Centrão pode até espernear, mas cedo ou tarde cairá para dentro do governo
Olá!
Lula fez milagres ao recolocar o Brasil no cenário internacional. Mas, dentro de casa, o centrão e os militares tornam tudo mais difícil.
.Um leão por dia. O Ministério da Fazenda brasileiro já foi definido como “o pior emprego do mundo”. Faz sentido. Fernando Haddad fez muito nestes primeiros meses. Substituir o teto de gastos e viabilizar a reforma tributária é mais do que limpar a herança dos últimos seis anos, pois também projeta um futuro menos asfixiante e cria as bases para uma reindustrialização. E o resultado já é colhido, com uma queda na taxa de desemprego. Mesmo assim, não há descanso. O novo arcabouço foi aprovado, mas agora falta a Lei de Diretrizes Orçamentárias e o Plano Plurianual. A primeira parte da reforma tributária passou, mas a segunda emperra no direito sagrado dos ricos de não pagarem impostos.
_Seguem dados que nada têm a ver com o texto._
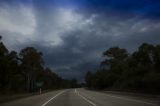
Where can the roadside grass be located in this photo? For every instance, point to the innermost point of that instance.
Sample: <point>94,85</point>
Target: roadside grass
<point>4,98</point>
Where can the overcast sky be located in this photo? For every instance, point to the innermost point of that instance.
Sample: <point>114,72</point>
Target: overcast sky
<point>72,34</point>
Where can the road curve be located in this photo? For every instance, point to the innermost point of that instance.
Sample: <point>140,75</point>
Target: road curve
<point>82,97</point>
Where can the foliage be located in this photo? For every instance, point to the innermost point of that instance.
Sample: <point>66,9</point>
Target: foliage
<point>137,71</point>
<point>21,72</point>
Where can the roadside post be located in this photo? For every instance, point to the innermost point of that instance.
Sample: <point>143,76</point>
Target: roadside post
<point>39,85</point>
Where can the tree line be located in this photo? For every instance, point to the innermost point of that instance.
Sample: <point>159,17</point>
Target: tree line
<point>25,72</point>
<point>139,71</point>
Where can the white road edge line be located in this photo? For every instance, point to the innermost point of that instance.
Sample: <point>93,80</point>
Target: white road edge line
<point>85,98</point>
<point>134,100</point>
<point>53,98</point>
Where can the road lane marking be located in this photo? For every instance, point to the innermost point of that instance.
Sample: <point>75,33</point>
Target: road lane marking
<point>52,98</point>
<point>134,100</point>
<point>85,98</point>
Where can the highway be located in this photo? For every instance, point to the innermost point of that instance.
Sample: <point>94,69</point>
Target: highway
<point>82,97</point>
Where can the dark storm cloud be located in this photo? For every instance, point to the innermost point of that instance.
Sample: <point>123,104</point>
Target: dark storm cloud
<point>72,34</point>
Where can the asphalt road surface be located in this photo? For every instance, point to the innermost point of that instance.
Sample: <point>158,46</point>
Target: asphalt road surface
<point>82,97</point>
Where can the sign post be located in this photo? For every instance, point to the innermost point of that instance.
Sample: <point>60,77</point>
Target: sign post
<point>39,85</point>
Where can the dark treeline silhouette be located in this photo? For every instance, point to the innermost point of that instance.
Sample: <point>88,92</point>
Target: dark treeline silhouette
<point>24,72</point>
<point>139,71</point>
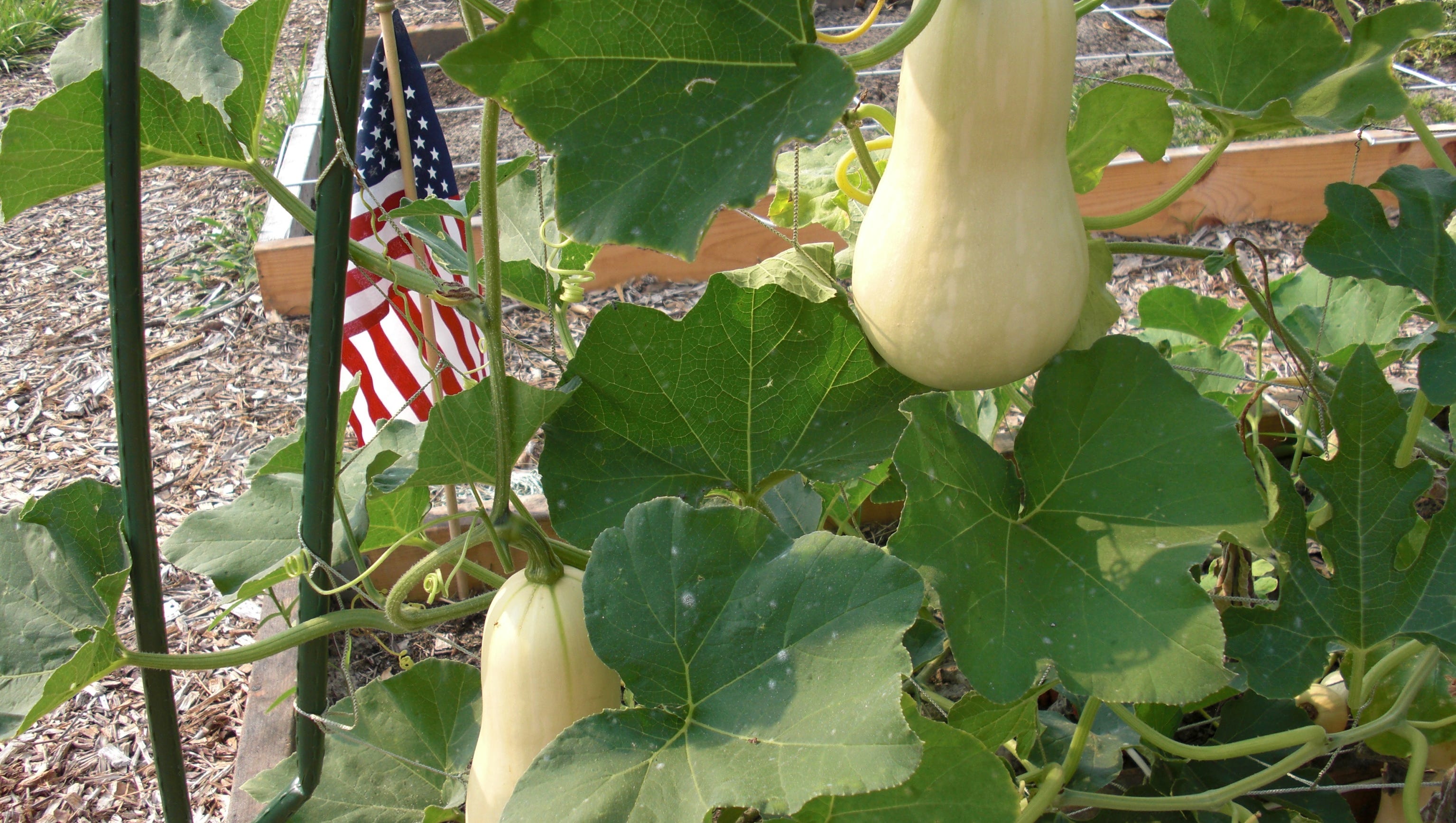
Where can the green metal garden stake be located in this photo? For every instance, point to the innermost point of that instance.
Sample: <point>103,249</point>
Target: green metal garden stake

E a pauta econômica é a refém favorita de Arthur Lira para chantagear o governo e garantir o apetite do centrão, segurando quando necessário, esvaziando as votações quando discorda. Já sabendo o que lhes esperava, Lula e Haddad acertaram na estratégia: incluíram a taxação dos super-ricos junto com a medida provisória de correção da alíquota do Imposto de Renda e de reajuste do salário mínimo, ao mesmo tempo em que anunciavam a intenção (para o mercado financeiro) de garantir o déficit zero em 2024. Se por um lado, Lira vai escolher o relator e definir o ritmo do processo, por outro, na prática, o Planalto avisou para a população mais pobre e para os devotos das contas fiscais e da austeridade que, sem a taxação dos milionários, não tem ganho social e nem redução do déficit, deixando Lira com o constrangimento de ser a ameaça à “responsabilidade fiscal”.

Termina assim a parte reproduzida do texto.